Я не хотел идти, но потом подумал, что делать мне все равно нечего, а Юрку обязательно надо увидеть, и еще мне вдруг захотелось спросить Лельку, чего это она всегда улыбается, когда на меня смотрит?
И вот я вхожу. Из кухни в переднюю падает широкая яркая солнечная полоса, и видно, как пляшут пылинки. И в этой полосе стоит Лелька, в платочке, в майке и в черных в обтяжечку трусиках, а больше на ней ничего нет. Я, наверно, вытаращил глаза, потому что Лелька засмеялась и сказала:
– Ну, чего ты испугался? Что, я страшная такая?
Я уж было подумал, что надо повернуться и уйти, но тут же решил, что это будет невежливо, и потом я же не видел через дверь, что она чуть не голая: она ведь только голову в косынке высунула, и если она не стесняется, то чего же я буду стесняться. Я нахально иду на кухню, а самому мне делается ужасно жарко. Лелька смеется мне в спину и говорит:
– Ну, если ты такой пугливый, посиди в кухне, а я буду в комнате убирать.
Я встал у окна и уставился в него, как баран, а Лелька взяла ведро и тряпку и ушла в комнату. Я слышал, как она там шлепает мокрой тряпкой и поет всякие попсовые песенки, и злился на себя: в самом деле, что я, девчонок в трусиках не видел, что ли? Видел сколько угодно и на пляже, и на физкультуре, и… ничего особенного. И вообще, что тут особенного, ничего особенного нет… Может быть, на меня это так подействовало, потому что я никогда не видел девчонок в трусиках дома? Да нет, чепуха! Что, они в квартире какие-то другие, что ли? Но вообще в этом деле есть какая-то странная петрушка. Вот на пляже или в парке на травке всякие толстые тетки и даже красивые женщины и молодые девчонки раздеваются при всех, чулки снимают с подвязками, комбинашки – и хоть бы что, как будто так и надо, а попробуйте в комнату зайти, когда там женщина переодевается: такой визг поднимется!.. Я однажды на даче влетел в комнату к Ливанским, когда тетя Люка переодевалась, и увидел ее в рубашке, так она потом три дня успокоиться не могла и, конечно, вспомнила про арбуз.

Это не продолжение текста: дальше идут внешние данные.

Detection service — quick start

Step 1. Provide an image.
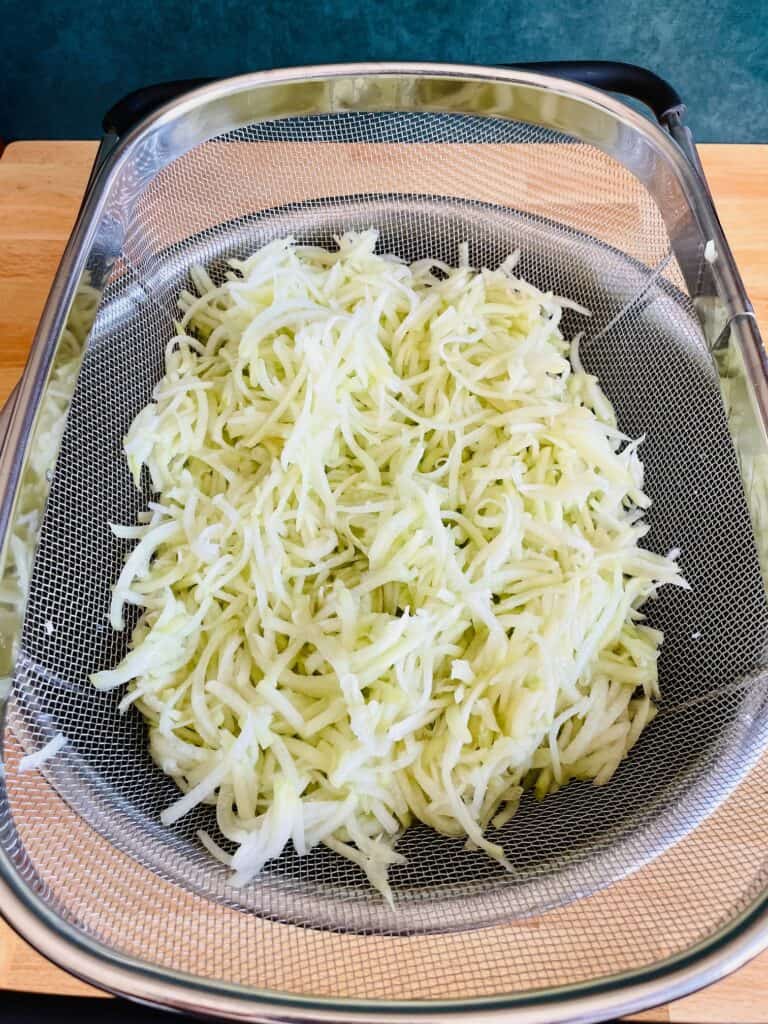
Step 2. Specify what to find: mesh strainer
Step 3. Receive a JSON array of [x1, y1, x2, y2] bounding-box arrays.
[[0, 66, 768, 1021]]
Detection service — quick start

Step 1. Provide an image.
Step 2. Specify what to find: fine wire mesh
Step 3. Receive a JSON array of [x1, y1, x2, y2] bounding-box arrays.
[[0, 105, 768, 999]]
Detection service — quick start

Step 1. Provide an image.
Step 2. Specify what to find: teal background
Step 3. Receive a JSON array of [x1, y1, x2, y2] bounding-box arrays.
[[0, 0, 768, 142]]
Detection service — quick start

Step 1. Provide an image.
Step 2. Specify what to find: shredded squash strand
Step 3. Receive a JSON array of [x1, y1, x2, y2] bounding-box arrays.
[[93, 230, 685, 900]]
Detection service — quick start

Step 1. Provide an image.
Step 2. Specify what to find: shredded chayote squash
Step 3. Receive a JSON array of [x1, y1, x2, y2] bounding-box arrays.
[[93, 230, 684, 898]]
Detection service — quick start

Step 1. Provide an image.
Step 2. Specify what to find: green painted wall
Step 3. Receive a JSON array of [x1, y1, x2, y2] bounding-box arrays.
[[0, 0, 768, 141]]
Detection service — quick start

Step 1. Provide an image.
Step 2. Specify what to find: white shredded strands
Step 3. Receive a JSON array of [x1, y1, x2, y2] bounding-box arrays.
[[18, 732, 67, 771], [92, 230, 685, 900]]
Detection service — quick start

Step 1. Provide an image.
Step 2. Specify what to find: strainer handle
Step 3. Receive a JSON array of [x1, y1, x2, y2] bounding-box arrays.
[[101, 78, 216, 136], [502, 60, 685, 127]]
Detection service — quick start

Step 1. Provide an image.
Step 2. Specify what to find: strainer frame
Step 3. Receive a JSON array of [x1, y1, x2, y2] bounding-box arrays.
[[0, 65, 768, 1024]]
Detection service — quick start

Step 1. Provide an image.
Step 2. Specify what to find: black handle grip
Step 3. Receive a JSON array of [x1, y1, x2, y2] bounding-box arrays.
[[502, 60, 685, 124], [101, 78, 216, 136]]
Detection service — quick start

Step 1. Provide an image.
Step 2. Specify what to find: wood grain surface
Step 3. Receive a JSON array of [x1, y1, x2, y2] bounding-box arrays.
[[0, 142, 768, 1024]]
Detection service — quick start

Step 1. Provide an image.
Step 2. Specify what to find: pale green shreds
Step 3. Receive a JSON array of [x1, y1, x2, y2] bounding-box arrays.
[[93, 230, 685, 899]]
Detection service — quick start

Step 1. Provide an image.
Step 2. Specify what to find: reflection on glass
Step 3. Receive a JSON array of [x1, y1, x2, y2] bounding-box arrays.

А между прочим, за час до этого мы были на пляже, и там она при мне, при бате и еще при каких-то знакомых и незнакомых великолепно переодевалась, и ничего, не визжала.
Так я стоял и думал, уставившись в окно, слушал, как Лелька поет и шлепает тряпкой, а сам так и видел ее: как она стояла в передней в полосе света. И я подумал, что это все-таки очень красиво: вот такая стройная девчонка в солнечном свете. Вообще хорошая фигура и у женщины и у мужчины – это ведь в самом деле очень красиво. Раньше я этого не понимал, а вот два года назад произошел случай, из-за которого я и сейчас краснею, когда вспоминаю, какой я был недоразвитый дурак. Краснею и радуюсь, потому что, если бы не тот случай, я бы, может, так дураком и остался.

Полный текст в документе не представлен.